How might psychedelics open our minds to the wonders of life? One straightforward thesis championed by University of Alabama at Birmingham scientist Peter Hendricks and Johns Hopkins scientist David Yaden is that the magic ingredient is awe. In keeping with this thinking, UC San Francisco neuroscientist Robin Carhart-Harris has found that psychedelics consistently deactivate the DMN, thus revealing that a core phenomenological dimension to the psychedelic experience—ego death, or vanishing or disappearing self—has correlates in shifting brain activation. Psychedelics, like awe, reduce activation in threat-related regions of the brain—the amygdala—freeing people from the threat-vigilance of trauma, or obsessive ideas, or addictions, or even the awareness of the certainty of our own mortality. Psychedelics lead people to feel greater common humanity and perceive fewer distinctions with others. These compounds lead us to be more altruistic up to a year after a guided journey, and more curious and open to others. With these plant medicines, given to us by Indigenous cultures thanks to their thousands of years of composting the mystical awe found in these molecules, we do indeed redeem “something really wild in the universe,” something very close to our “highest happiness.”
Awe Walk in India
In 2010, Nipun and Guri Mehta sold everything they had from their life in Silicon Valley and walked 600 miles through villages in India, in 120-degree heat and monsoon downpours, living on one dollar a day. The married couple was walking in the tradition of Mahatma Gandhi’s salt march, when he marched 240 miles to the sea with tens of thousands of fellow protesters to grab a handful of salt in defiance of the British Salt Act of 1882. That protest, powered by moral beauty and moving in unison, would dethrone English colonial rule. Political collective effervescence indeed.

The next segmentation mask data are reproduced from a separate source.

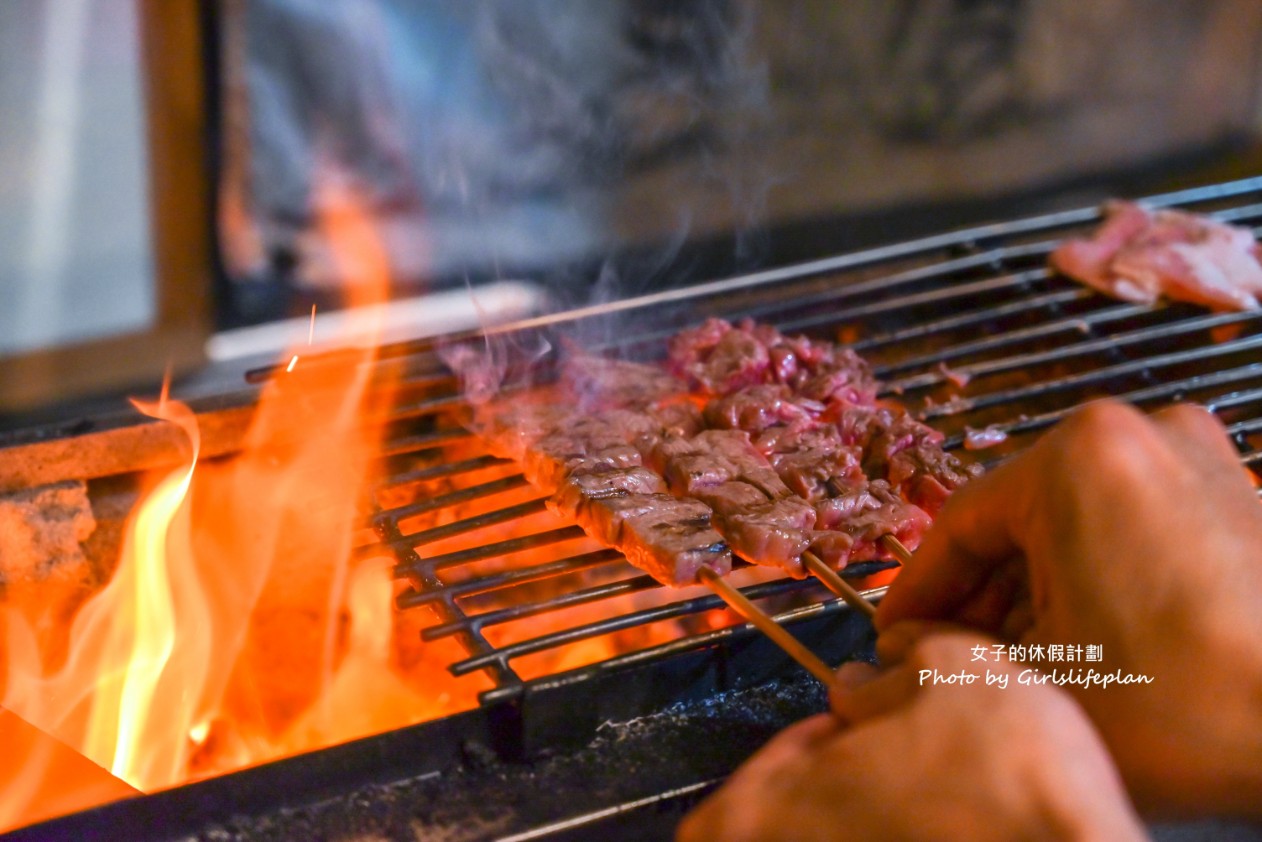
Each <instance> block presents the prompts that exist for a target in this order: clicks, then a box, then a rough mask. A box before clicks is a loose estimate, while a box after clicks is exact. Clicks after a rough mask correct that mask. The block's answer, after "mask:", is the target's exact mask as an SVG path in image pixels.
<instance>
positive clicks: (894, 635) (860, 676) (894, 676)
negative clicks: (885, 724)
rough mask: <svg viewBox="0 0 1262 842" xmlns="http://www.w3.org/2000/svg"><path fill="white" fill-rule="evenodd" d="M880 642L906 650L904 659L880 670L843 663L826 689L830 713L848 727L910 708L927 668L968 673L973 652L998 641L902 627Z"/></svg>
mask: <svg viewBox="0 0 1262 842" xmlns="http://www.w3.org/2000/svg"><path fill="white" fill-rule="evenodd" d="M882 639H883V640H885V641H886V643H885V650H886V651H887V653H891V651H892V653H893V654H896V655H899V654H904V651H905V656H904V658H900V659H897V660H896V661H893V664H892V665H890V667H887V668H886V669H885V670H881V672H875V668H871V667H870V665H867V664H862V665H858V664H856V665H853V667H852V665H847V667H848V668H849V669H843V670H840V672H839V673H838V680H837V682H834V683H833V687H832V688H829V699H830V702H832V706H833V713H834V716H837V718H838V720H840V721H843V722H846V723H847V725H858V723H859V722H864V721H867V720H871V718H873V717H877V716H883V715H887V713H890V712H892V711H897V709H900V708H902V707H905V706H907V704H910V703H911V701H912V699H914V698H915V697H916V694H917V693H919V692H920V689H921V688H923V687H924V680H923V679H924V673H925V672H926V670H929V672H934V670H936V672H938V673H943V674H945V673H959V672H968V670H970V669H972V668H970V664H972V663H973V660H974V650H976V649H977V648H983V649H986V650H989V649H991V646H992V645H993V644H994V643H997V641H996V640H994V639H993V637H987V636H984V635H979V634H977V632H972V631H965V630H962V629H959V627H955V626H945V625H933V624H900V625H897V626H893V627H891V629H890V631H888V632H886V634H882ZM878 646H880V641H878ZM900 650H902V651H900Z"/></svg>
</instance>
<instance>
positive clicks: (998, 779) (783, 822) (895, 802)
mask: <svg viewBox="0 0 1262 842" xmlns="http://www.w3.org/2000/svg"><path fill="white" fill-rule="evenodd" d="M991 643H993V641H992V640H991V639H987V637H982V636H979V635H976V634H965V632H953V634H939V635H933V636H929V637H925V639H923V640H920V641H917V644H916V645H915V646H914V648H912V649H911V650H910V653H907V654H906V656H905V658H904V660H902V661H901V663H900V664H899V665H896V667H893V668H891V669H887V670H886V672H883V673H881V674H880V675H877V677H876V678H873V679H871V680H868V682H867V683H863V684H861V685H858V687H844V685H842V683H840V680H839V684H838V687H837V688H834V693H833V698H834V712H835V716H829V715H822V716H817V717H813V718H810V720H806V721H804V722H800V723H798V725H795V726H793V727H791V728H787V730H785V731H784V732H781V733H780V735H779V736H776V737H775V738H774V740H771V741H770V742H769V744H767V745H766V746H764V747H762V750H760V751H758V752H757V754H756V755H755V756H753V757H751V759H750V761H748V762H746V764H745V765H743V766H742V768H741V769H738V770H737V771H736V774H733V775H732V778H731V779H729V780H728V781H727V783H726V784H724V785H723V788H722V789H719V790H718V792H717V793H714V794H713V795H711V797H709V799H707V800H705V802H704V803H703V804H702V805H700V807H698V808H697V809H695V810H694V812H693V813H692V814H689V815H688V818H685V819H684V823H683V824H681V826H680V827H679V832H678V839H679V842H702V841H705V842H708V841H709V839H724V842H755V841H760V842H761V841H774V839H793V841H795V842H798V841H800V842H811V841H814V839H842V838H844V839H882V841H885V839H972V841H978V842H986V841H987V839H1005V841H1006V839H1016V838H1020V839H1111V841H1118V842H1124V841H1126V839H1141V838H1145V837H1143V831H1142V828H1141V827H1140V824H1138V819H1137V818H1136V817H1135V813H1133V810H1132V809H1131V805H1129V803H1128V802H1127V798H1126V793H1124V792H1123V790H1122V784H1121V780H1119V779H1118V775H1117V771H1116V770H1114V769H1113V765H1112V764H1111V761H1109V759H1108V755H1107V752H1106V750H1104V746H1103V745H1102V744H1100V741H1099V737H1098V735H1097V733H1095V731H1094V730H1093V728H1092V726H1090V723H1089V722H1088V720H1087V716H1085V715H1084V713H1083V712H1082V709H1080V708H1078V706H1076V704H1074V703H1073V701H1070V698H1069V696H1068V694H1065V693H1064V692H1063V691H1060V689H1058V688H1055V687H1051V685H1022V684H1018V683H1017V679H1016V675H1017V674H1018V667H1016V665H1012V664H988V668H989V672H991V673H993V674H996V675H1000V674H1002V675H1007V677H1008V683H1007V687H1002V688H1001V687H1000V685H998V683H996V684H987V683H984V679H983V678H979V679H978V680H976V682H974V683H972V684H967V685H960V684H934V683H929V682H926V683H921V682H920V680H919V679H920V670H924V669H928V670H934V669H936V670H938V672H939V674H943V675H947V674H955V673H960V672H965V673H969V672H974V673H976V672H978V670H976V667H977V664H974V663H972V651H973V646H976V645H987V646H989V644H991ZM853 667H859V665H853ZM854 672H856V670H854V669H849V670H843V672H842V675H840V677H839V678H840V679H844V678H847V677H853V673H854ZM982 674H983V675H984V672H983V673H982Z"/></svg>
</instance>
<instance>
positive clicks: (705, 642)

Over lunch one day, Nipun described to me the mystical awe he felt on this pilgrimage. Impoverished villagers would always give them food—humanity’s first act of moral beauty. In a graduation speech at the University of Pennsylvania, Nipun distilled what he learned on this awe walk into the acronym WALK: Witness, Accept, Love, and Know thyself. In the vast and mysterious 180-degree view of life one finds at two miles per hour and in Kierkegaard’s “chance contacts” with strangers, we discover mystical awe.
In 2020, Nipun invited me to a retreat he named Gandhi 3.0, to take place in Ahmedabad, India. The invitees included scientists, government officials, tech leaders, and people working in nonprofit organizations. And so, with my twenty-year-old daughter, Serafina, I made the sixteen-hour-flight to be part of Gandhi 3.0, held at the Environmental Sanitation Institute (ESI), a couple of miles from Mahatma Gandhi’s ashram. This modest institute was built to bring toilets to India, in reverence of one of Gandhi’s most impassioned causes, to champion nationwide toilet access (in his era, so-called untouchables composted the feces of people in castes above them). The entrance to ESI is a museum of toilets, with annotated photos, models, flow charts, and histories of toilet and sewer systems. Posters provide lessons about the life cycles of composting. The toilets in our rooms composted our waste, feeding the lush grounds of the ESI.